What is the lymphatic system?
One part of it is a collection of small tubes found right throughout the body, and you can think of these tubes as part of the circulatory system of the body. Say ‘circulatory’ and everyone thinks of blood, arteries and veins, but the buck doesn’t stop there. The lymphatic tubes are well and truly just as important as the tubes that carry blood around the body. The other part of the lymphatic system is a collection of larger tissues found in various areas of the body and you can think of these as part of the body’s defence system. So straight away, you can see it’s pretty important!
Let us take a look at these areas in a little more detail… A little recap for you on circulation: arteries take blood from the heart to the body, and veins take blood from the body back to the heart. Where does the lymphatic system fit in to all of this? Well, the tubes (or vessels) of the lymphatic system roughly follow the pathway of the veins in the body (so back towards the heart). The pump of the heart creates pressure, which drives blood through the arteries where it gets distributed to all of the different tissues of the body (i.e. our skin, muscles, bones and organs). However, the pressure from the arteries causes some of the fluid and nutrients in blood to leak out into the surrounding areas. And this is where the lymphatic tubes kick in. They pick up the excess fluid and nutrients (mainly proteins) and send it all back towards the heart to be re-used by the body. This ensures every valuable bit of fluid and nutrition in the body is not wasted. Very efficient right?! The fluid that travels through lymph vessels is simply called ‘lymph’.

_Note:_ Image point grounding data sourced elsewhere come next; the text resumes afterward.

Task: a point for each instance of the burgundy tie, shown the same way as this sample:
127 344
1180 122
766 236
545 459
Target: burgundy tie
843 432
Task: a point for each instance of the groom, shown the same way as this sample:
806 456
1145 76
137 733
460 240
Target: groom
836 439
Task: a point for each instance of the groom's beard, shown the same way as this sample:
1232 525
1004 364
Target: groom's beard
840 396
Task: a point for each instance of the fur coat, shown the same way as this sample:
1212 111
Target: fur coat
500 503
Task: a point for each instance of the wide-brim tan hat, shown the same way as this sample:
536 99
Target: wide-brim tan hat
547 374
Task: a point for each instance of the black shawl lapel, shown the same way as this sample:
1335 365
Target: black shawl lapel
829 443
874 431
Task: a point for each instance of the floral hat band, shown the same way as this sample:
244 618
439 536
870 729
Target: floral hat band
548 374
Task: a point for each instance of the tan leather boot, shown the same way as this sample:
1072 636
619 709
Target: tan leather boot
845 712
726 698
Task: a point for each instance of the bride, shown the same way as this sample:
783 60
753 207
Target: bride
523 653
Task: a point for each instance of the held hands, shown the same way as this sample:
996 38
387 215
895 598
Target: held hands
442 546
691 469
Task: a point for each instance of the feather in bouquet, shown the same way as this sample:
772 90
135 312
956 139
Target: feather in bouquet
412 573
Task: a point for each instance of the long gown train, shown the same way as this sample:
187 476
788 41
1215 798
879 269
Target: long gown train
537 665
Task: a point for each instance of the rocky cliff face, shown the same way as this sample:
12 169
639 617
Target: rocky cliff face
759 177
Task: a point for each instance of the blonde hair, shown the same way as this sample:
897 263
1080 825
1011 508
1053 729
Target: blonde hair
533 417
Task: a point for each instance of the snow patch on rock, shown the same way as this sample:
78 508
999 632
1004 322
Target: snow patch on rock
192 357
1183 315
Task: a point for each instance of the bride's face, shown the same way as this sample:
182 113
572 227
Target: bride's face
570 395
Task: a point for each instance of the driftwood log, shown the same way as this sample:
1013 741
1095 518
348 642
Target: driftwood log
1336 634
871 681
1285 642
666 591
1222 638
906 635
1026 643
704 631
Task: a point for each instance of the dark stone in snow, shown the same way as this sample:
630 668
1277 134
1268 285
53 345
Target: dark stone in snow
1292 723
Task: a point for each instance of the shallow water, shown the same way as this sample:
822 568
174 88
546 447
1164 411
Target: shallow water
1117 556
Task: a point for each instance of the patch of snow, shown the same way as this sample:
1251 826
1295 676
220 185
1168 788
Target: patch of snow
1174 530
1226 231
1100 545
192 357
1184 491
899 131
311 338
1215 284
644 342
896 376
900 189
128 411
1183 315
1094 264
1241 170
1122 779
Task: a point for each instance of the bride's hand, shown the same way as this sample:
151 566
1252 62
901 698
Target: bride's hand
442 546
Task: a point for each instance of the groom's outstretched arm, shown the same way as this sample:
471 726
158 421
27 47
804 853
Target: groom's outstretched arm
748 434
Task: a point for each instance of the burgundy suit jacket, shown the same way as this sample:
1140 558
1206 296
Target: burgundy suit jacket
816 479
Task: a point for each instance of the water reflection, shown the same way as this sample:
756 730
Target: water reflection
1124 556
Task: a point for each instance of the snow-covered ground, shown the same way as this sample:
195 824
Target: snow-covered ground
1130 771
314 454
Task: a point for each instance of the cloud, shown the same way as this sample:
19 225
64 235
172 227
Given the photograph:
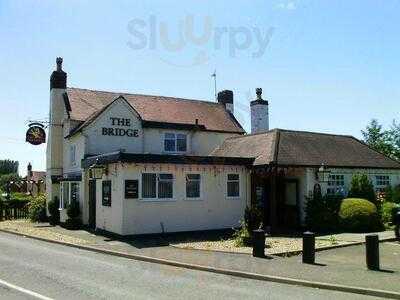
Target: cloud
288 5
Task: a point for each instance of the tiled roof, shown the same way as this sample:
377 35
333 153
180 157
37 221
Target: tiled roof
299 148
213 116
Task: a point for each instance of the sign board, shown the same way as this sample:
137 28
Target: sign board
35 134
131 189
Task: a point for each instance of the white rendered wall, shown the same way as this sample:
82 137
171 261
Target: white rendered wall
140 216
259 118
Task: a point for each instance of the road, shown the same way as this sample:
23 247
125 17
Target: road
59 272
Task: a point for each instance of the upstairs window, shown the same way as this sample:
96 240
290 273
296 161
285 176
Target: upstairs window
193 186
381 182
233 186
72 155
175 142
336 184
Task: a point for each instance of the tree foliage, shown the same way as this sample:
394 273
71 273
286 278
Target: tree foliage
386 141
8 166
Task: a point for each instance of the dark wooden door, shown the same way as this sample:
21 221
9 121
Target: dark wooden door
92 203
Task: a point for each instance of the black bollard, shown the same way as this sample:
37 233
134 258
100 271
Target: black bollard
308 247
372 251
259 243
396 222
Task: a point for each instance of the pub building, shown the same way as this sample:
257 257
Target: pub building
142 164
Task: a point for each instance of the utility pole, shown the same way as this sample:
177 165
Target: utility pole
215 84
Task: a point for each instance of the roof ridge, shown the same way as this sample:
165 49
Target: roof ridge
314 132
147 95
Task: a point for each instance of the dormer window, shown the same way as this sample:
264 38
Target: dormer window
175 142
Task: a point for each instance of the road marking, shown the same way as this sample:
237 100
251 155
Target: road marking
25 291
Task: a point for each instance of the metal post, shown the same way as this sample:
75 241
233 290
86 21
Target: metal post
372 251
308 247
259 243
396 222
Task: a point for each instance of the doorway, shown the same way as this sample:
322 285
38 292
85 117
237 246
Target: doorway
92 203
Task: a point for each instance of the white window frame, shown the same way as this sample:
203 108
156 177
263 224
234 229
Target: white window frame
200 198
157 199
382 187
175 134
335 186
72 155
63 203
226 186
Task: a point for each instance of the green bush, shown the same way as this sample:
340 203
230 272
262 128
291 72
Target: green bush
359 215
242 236
322 213
73 213
388 211
54 212
37 209
362 188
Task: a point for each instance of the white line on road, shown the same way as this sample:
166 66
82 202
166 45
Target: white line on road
25 291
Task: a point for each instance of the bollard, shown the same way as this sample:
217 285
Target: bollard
372 251
259 243
308 247
396 222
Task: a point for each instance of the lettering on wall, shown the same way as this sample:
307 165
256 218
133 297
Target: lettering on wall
120 131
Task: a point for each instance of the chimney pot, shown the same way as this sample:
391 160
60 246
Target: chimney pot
225 97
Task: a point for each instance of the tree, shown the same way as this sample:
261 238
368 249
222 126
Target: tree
383 141
8 166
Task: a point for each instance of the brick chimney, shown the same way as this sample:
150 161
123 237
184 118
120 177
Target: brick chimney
226 98
259 113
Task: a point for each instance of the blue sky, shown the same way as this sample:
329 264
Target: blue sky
328 66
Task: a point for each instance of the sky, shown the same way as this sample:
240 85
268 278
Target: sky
326 66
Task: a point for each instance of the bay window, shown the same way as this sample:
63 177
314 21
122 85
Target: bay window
157 186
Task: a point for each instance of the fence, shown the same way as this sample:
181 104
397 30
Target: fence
13 209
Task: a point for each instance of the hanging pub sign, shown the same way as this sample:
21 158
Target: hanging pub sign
35 134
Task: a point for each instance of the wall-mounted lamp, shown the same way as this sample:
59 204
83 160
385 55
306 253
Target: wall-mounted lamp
96 171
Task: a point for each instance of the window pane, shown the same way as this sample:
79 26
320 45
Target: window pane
149 185
233 189
106 191
233 176
193 186
74 192
165 186
181 142
169 145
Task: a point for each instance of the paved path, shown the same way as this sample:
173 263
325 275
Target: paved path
62 272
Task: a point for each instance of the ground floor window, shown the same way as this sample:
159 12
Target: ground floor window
381 182
70 191
232 186
157 186
193 186
336 184
106 193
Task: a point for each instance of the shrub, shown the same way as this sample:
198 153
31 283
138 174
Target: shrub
37 209
242 236
73 213
388 211
359 215
54 212
362 188
322 213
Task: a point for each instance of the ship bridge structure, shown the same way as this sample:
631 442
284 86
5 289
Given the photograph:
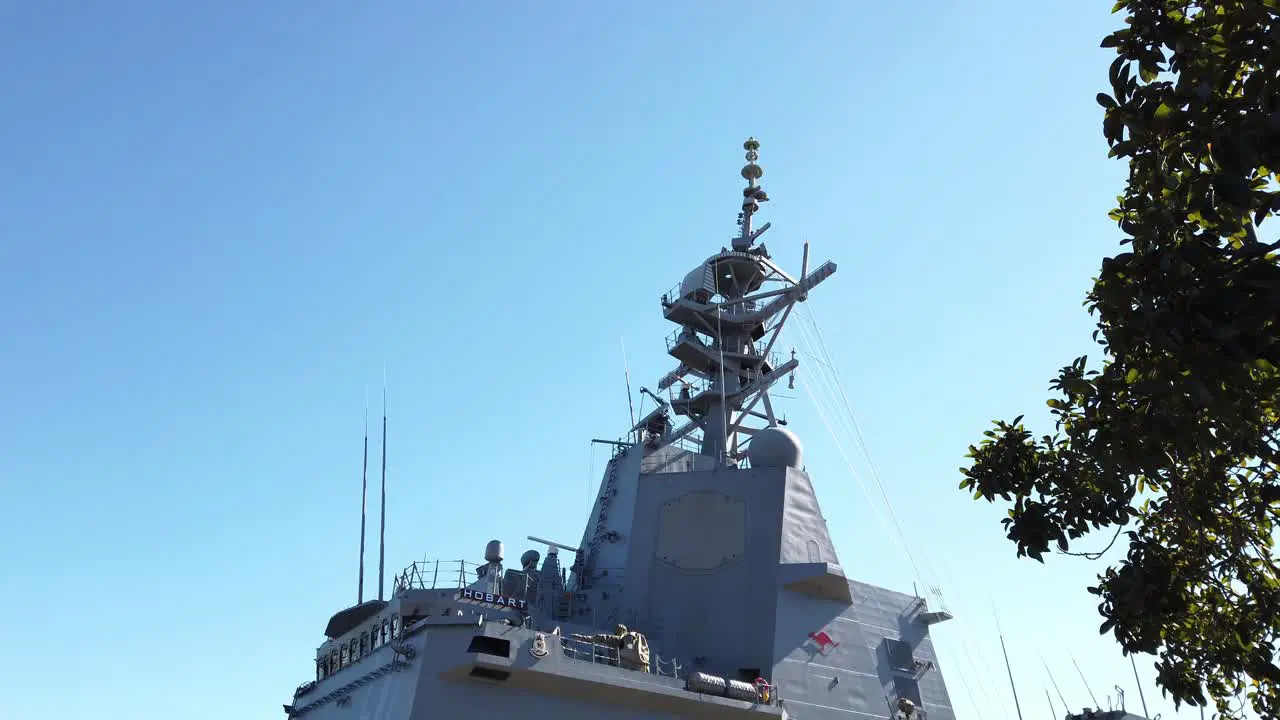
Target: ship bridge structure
704 584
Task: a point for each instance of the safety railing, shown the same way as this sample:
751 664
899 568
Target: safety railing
435 574
599 654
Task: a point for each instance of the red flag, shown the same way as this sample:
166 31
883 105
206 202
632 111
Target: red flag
824 642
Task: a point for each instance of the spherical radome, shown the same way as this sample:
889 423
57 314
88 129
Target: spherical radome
776 447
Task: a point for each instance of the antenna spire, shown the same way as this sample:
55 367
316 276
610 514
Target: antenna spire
752 196
1008 666
382 532
364 504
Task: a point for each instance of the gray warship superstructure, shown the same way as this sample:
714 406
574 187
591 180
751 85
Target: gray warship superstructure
705 583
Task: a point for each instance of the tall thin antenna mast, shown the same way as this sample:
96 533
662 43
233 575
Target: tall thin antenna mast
1141 696
1008 666
364 504
382 532
626 370
1086 683
1010 669
1057 689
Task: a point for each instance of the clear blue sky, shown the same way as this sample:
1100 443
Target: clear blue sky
218 220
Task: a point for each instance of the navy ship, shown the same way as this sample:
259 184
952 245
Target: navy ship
705 583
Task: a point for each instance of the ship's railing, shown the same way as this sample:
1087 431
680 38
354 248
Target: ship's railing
437 574
600 654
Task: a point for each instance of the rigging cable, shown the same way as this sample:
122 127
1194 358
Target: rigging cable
824 384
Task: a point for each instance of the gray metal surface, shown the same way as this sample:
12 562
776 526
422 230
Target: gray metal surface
717 552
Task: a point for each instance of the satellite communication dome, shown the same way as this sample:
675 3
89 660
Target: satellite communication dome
529 559
493 551
775 447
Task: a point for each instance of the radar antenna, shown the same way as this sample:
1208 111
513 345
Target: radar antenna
730 320
752 196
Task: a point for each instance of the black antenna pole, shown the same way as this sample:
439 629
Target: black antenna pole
1010 669
382 532
1008 666
1055 687
1086 683
364 505
1141 696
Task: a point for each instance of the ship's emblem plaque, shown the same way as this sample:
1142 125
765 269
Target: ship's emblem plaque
539 648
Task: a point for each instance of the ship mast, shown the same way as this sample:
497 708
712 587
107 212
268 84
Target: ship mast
730 322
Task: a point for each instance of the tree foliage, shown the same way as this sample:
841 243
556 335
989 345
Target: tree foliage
1176 434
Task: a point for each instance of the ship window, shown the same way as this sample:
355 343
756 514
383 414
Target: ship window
490 646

The lymph is transported through the lymph vessels by a combination of muscle contractions in the vessel walls, and us moving our bodies (another reason why moving is so good for you!). Along the way back up to the heart, the fluid is passed through a filtering station called a lymph node. Here, any of the nasty bacteria, viruses, or even cancer cells that are in the lymph are dealt with swiftly by our immune cells. The freshly cleaned lymph is then sent further along the chain until it reaches a vein close to the heart. Here, the lymph re-enters the blood and the cycle continues.
Before we forget (just kidding, we never forget!), in the small intestines there are some very specialised lymph vessels which help the body to absorb fats from the foods we eat. This is another important function of the lymphatic system!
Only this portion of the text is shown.